At the sound of Tonicha’s voice, Bertie’s heart rate began to pick up.
She said: ‘That was surreal. I remember at one point saying to him “Come on Bertie, you can’t die yet! We’re seeing Nanny and Grandad next week!” As his heart rate picked up, I just kept talking.’
He became stable, and after six hours in A&E, was moved to the intensive care unit, where he spent five days fighting for his life.
‘I had been asking constantly if he would be ok, because I had no idea,’ she said. ‘Finally, after five days, a doctor said to me that if he had to put money on it, his bet would be that Bertie would survive and get to go home.
‘Although he made it clear there was no guarantee, when he said that, I just burst into tears.
‘It was all I wanted to hear and it meant the world to me.
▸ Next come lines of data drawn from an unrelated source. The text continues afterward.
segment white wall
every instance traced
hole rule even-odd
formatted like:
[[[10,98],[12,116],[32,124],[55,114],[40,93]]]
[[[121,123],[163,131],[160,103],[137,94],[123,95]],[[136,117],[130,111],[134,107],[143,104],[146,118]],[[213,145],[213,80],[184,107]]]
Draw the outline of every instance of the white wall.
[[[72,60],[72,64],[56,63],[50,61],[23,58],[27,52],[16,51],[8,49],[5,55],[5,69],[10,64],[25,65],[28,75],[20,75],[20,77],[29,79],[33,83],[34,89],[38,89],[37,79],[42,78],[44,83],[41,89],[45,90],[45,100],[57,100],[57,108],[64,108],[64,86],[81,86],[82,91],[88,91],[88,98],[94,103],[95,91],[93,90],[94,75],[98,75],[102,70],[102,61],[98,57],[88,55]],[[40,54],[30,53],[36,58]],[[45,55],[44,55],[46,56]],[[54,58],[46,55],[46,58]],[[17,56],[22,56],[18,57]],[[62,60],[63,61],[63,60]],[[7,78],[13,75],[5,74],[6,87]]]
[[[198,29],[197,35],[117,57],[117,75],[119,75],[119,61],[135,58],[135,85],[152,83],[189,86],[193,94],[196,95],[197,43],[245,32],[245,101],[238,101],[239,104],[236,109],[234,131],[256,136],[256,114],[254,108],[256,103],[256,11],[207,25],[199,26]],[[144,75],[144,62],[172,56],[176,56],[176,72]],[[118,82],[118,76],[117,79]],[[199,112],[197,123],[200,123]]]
I just needed something to give me hope.’
An MRI scan showed Bertie’s brain had been starved of oxygen during the arrests, and there was some damage to the part that controls movement.
Medics said he might have developed cerebral palsy, and struggle to walk or talk, but only time will tell.
Bertie had also sustained a severe chemical burn in his groin area, after an emergency adrenaline line put into his vein during his cardiac arrest leaked onto his skin.
Initially, medics feared they’d have to amputate his right leg, but instead he has had a successful skin graft.
Tonicha added: ‘Whatever the outcome was, the doctors and nurses did what they had to do to save my baby.
‘The doctors couldn’t tell us how severe his cerebral palsy will be when he’s older, but he’s doing well, which is a good sign.
‘They said he might not be able to drink properly or smile – but he’s already started drinking from a bottle again, and he smiles every day.
‘We don’t know how he’ll walk yet, but he moves like a normal baby, so it’s encouraging. Seeing him now, you’d never suspect anything was wrong with him! ‘Bertie really is a miracle, and we’re so proud of him.’
Now, a friend of the family has set up an online fundraiser on Go Fund Me for the family, to help cover the costs of building a sensory room for Bertie.